I wanted to set up local domain resolution for my devices in order to stop having to visit sites with the local 192.168.1.x IP, so I started following some guides to run dnsmasq on the mini PC (Ubuntu Server) and add entries to /etc/hosts. It was pretty easy to get working OK, but for whatever reason the DNS doesn't seem to be working on a fresh boot. My local workstation can't ping the custom DNS entries for my devices until I sudo systemctl restart dnsmasq
on the mini PC, after which everything works fine, which leads me to believe it's some weird boot order problem? I'm trying not to screw with it too much before bed, but hopefully I can figure out what's going on this week.
ITT: lots of busted pihole v6 updates
Finally got started with Grafana, Prometheus and Meshtastic.
I'm currently looking to connect an NVMe SSD to a Pi 4 I have in a differences location to finally have proper 3-2-1 backups. I'm trying to find a NVMe to USB adapter that will work though.
Pushed Wireguard back onto my network. I've been a Tailscale user for a couple of years, but never really saw the need for it for me as I'm the only user of the service. :)
I will freely admit though, there's nothing wrong with the service and honestly is great if you are behind a CGNAT router or don't want to use Cloudflare for your tunneling.
I'm setting up Seafile and trying to swap everything from docker to podman. The longer term goal is that once everything is on podman, I'll get a new NVME drive and install MicroOS so I can retire my old SATA SSD (I've had it for 10 years or so, across 3 PCs).
I'm also considering setting up Forgejo and getting a worker to build my Rust projects.
Personally I'm mostly involved with my homelab migration so there's not too much on the selfhosting page except os updates. I set up meshmini earlier to access my thin clients via vPro/AMT but I need to configure the clients before being able to actually using meshmini. Once I'm done with that I'll finally be able to set up Lemmy and Pine pods.

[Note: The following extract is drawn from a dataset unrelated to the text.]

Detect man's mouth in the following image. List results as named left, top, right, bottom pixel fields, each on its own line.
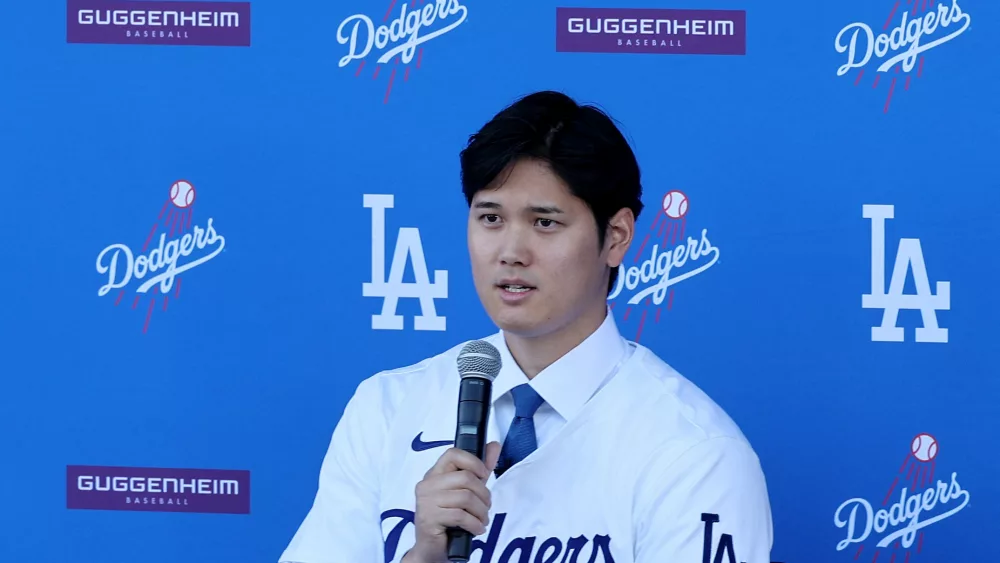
left=500, top=284, right=533, bottom=293
left=497, top=283, right=535, bottom=293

My selfhosted stuff currently works fine without me doing much which feels good and lets me focus on hardware stuff currently.
I finally got link warden up and running, but I'm chasing down some failures on a few websites.
Also realized that me biting the bullet for unlimited bandwidth (screw you Comcast!) means I can run archive team warrior, so that's been going.
Realised my jellyfin lxc had a maxed out bootdisk yesterday, haven't been using it for a while. Luckily I have decent backups setup so I was able to restore a backup from late January when it wasn't filled yet. A quick library rescan and everything was up and running again.